Let's stop “building the state”! Let’s remember that the slogan of building or developing the state is the main slogan of totalitarianism. In its concentrated form, it is the primacy of the state with its totalitarian principle: “yest takoye mneniye”—a Russian phrase meaning “there is such an opinion,” a euphemism for an unchallengeable order from above—as a regulator of “simply real” (neo-totalitarian) domination beyond the bounds of law, accountability, and responsibility.

If our society does not effectively organize itself as self-changing, open, with an orientation towards the dominance of the first ethical system, we will inevitably face the transformation of our Bolshevik totalitarianism into new forms, but the government will continue to dominate Ukraine as its property. And “one’s own property” is not an empty sound even for the neo-Bolsheviks! Because Lenin himself stressed that the question of property is key for the Bolsheviks.
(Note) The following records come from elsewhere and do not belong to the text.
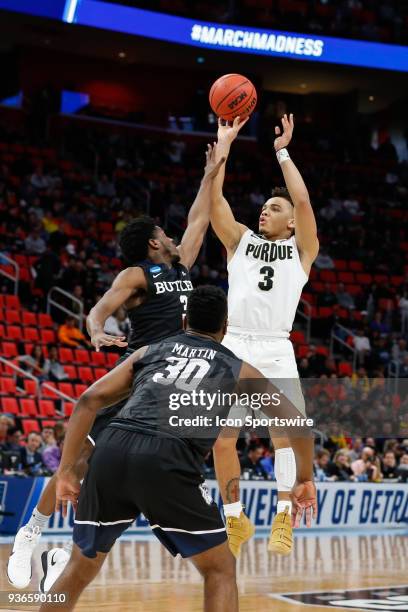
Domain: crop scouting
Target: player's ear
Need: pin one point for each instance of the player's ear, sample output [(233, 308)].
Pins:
[(154, 244)]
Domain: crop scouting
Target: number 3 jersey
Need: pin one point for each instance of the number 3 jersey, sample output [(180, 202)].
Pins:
[(266, 279), (180, 379)]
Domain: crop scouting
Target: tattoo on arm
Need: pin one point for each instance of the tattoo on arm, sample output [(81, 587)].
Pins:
[(232, 490)]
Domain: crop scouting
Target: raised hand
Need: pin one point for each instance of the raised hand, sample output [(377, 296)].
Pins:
[(102, 339), (227, 132), (211, 166), (304, 500), (284, 135)]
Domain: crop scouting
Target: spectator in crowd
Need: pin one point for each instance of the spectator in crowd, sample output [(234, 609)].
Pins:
[(34, 363), (403, 468), (31, 460), (13, 439), (52, 453), (321, 464), (53, 369), (362, 346), (252, 461), (34, 244), (5, 424), (70, 335), (356, 449), (327, 298), (389, 466), (339, 469), (344, 299), (48, 438)]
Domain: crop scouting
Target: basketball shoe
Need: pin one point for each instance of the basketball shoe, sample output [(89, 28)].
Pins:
[(19, 564), (53, 563), (281, 538), (239, 531)]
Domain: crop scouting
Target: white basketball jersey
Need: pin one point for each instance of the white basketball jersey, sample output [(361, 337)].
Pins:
[(266, 279)]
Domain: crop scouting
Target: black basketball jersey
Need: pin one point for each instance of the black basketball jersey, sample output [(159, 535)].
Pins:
[(161, 314), (177, 380)]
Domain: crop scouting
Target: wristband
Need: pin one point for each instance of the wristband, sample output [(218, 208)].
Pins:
[(282, 155)]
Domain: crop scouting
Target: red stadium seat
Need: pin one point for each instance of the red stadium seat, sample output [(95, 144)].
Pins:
[(67, 388), (9, 404), (31, 334), (28, 407), (30, 425), (66, 355), (112, 359), (82, 356), (99, 372), (298, 337), (71, 371), (46, 391), (86, 374), (29, 318), (68, 408), (345, 368), (8, 386), (12, 317), (98, 359), (14, 332), (79, 389), (45, 320), (46, 408), (12, 301)]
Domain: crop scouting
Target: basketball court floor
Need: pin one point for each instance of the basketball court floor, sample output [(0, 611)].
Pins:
[(328, 570)]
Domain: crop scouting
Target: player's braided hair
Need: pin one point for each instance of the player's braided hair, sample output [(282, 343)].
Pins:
[(134, 239), (207, 309), (281, 192)]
The “Bolshevized era” was ending before our eyes. It seemed that Bolshevism had finally receded into the past. However, it turned out that it only ended as a model of social utopia for the masses, but did not end for the “lucky ones” as a model of political and economic domination in “their own state.”
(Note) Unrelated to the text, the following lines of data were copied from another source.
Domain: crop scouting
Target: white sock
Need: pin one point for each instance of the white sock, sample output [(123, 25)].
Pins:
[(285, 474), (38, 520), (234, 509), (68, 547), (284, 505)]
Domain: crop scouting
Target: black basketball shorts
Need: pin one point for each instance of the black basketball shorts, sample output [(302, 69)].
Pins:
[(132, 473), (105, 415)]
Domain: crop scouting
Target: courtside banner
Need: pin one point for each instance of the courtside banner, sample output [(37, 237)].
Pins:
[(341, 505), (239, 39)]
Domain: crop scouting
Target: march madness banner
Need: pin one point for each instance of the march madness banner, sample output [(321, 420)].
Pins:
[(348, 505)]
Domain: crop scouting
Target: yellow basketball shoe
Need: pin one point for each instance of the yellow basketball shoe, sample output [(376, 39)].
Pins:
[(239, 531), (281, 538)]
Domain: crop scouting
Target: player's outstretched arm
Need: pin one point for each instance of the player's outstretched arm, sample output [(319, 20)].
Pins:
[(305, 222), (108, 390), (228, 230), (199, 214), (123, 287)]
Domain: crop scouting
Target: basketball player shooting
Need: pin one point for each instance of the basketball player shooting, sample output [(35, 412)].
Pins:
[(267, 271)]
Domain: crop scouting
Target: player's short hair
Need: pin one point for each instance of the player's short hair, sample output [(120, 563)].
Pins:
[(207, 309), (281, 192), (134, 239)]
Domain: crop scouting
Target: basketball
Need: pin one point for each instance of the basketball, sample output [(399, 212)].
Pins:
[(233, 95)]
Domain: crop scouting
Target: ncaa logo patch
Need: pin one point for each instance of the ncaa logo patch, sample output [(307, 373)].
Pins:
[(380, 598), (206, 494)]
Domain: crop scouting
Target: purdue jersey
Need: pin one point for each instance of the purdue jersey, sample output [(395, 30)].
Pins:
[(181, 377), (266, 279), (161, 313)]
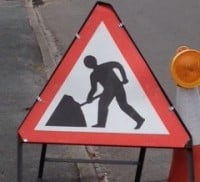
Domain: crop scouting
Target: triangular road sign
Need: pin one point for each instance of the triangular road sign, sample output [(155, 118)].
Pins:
[(103, 93)]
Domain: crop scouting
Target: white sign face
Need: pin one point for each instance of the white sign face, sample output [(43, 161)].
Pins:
[(78, 85)]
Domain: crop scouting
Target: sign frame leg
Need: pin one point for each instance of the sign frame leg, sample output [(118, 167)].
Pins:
[(42, 161), (190, 161), (19, 160), (140, 164)]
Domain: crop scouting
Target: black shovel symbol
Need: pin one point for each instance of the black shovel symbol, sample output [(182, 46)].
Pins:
[(68, 113)]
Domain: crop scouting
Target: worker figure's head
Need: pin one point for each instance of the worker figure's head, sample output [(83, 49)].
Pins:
[(90, 61)]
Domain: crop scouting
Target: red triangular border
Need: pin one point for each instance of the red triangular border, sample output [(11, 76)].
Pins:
[(178, 136)]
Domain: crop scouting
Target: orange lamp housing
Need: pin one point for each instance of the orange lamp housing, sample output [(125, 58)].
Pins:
[(185, 68)]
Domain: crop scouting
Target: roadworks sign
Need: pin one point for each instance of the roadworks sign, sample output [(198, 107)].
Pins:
[(103, 93)]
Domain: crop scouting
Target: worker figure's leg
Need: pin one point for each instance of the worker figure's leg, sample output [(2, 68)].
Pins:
[(104, 102), (128, 109)]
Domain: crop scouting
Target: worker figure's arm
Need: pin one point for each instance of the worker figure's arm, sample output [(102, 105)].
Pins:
[(121, 70), (92, 90)]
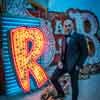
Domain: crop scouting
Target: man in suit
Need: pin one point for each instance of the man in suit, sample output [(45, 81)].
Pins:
[(74, 53)]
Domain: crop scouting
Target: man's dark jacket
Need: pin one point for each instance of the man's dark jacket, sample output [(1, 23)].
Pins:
[(76, 52)]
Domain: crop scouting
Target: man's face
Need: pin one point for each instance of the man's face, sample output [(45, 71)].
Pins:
[(68, 27)]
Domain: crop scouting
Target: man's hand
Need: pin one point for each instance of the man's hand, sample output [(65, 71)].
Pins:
[(60, 65)]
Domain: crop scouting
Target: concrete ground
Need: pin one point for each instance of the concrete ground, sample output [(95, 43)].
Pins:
[(89, 90)]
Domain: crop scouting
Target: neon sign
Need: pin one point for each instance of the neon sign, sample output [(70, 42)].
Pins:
[(25, 57)]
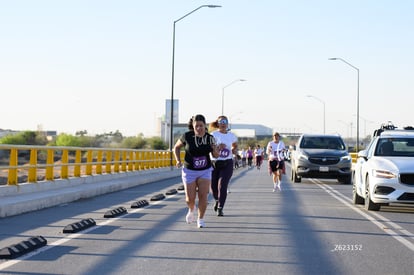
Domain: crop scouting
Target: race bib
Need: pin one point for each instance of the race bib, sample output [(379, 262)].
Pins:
[(224, 153), (200, 162)]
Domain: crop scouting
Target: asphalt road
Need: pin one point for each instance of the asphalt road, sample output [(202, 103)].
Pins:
[(307, 228)]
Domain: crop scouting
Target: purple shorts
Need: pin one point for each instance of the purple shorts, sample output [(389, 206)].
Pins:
[(190, 176)]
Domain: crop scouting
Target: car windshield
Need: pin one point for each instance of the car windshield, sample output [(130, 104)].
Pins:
[(333, 143), (396, 147)]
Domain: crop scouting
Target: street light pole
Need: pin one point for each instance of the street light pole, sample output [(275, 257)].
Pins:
[(324, 117), (349, 64), (222, 93), (172, 78)]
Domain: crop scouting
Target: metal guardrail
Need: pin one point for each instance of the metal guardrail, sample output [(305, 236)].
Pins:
[(53, 162), (354, 157)]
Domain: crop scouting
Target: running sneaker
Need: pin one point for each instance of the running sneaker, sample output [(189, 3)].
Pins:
[(215, 206), (189, 218), (201, 223)]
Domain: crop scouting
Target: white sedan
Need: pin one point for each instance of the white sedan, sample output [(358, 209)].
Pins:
[(384, 172)]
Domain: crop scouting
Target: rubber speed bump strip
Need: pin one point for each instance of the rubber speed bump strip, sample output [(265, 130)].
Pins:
[(158, 197), (115, 212), (78, 226), (139, 204), (17, 250), (171, 192)]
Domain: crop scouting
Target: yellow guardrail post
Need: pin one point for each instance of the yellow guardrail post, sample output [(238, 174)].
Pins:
[(64, 174), (89, 159), (78, 161), (138, 158), (49, 164), (32, 177), (12, 176), (99, 162), (124, 161), (131, 161), (116, 162), (108, 166)]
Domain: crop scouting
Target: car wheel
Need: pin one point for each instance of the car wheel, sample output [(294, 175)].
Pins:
[(356, 199), (345, 180), (369, 205)]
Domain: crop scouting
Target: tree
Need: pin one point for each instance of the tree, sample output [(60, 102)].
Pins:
[(134, 142), (157, 143)]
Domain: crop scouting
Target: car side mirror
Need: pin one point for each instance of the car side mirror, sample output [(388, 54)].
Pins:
[(363, 154)]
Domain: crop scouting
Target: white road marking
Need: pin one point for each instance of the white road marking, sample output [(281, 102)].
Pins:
[(61, 241), (383, 223)]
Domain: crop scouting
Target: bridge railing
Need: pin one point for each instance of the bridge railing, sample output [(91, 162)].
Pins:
[(28, 163)]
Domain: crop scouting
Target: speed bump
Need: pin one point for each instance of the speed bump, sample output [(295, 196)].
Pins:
[(139, 204), (78, 226), (158, 197), (171, 192), (115, 212), (17, 250)]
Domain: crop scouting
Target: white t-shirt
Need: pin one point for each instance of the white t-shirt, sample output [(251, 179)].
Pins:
[(228, 139), (258, 152), (275, 150)]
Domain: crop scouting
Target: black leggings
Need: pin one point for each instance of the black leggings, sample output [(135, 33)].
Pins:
[(220, 179)]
Therefore, society must keep a close watch on all who seek to drag this politically bankrupt “Bolshevized era” into the future by perpetuating their own rule. We must know by name all the supporters and advocates of continuing the “Bolshevized era” and notice in advance their attempts to block the very possibility of our social changes.

Only the voters, by socially and properly morally comprehending everything, will decide the true direction of change in the spring of 2006 through honest, transparent, and truly democratic elections of a new parliament. For under close international control, let us also mobilize our own civic control to the maximum. Checking our chosen representatives by their deeds for adherence to the first ethical system. Only then will we put an end to the domination of the “moral code of the builder of communism” in Ukraine with the construction of a communist paradise for those “chosen as prophets”—the former or new “darlings of darkness.”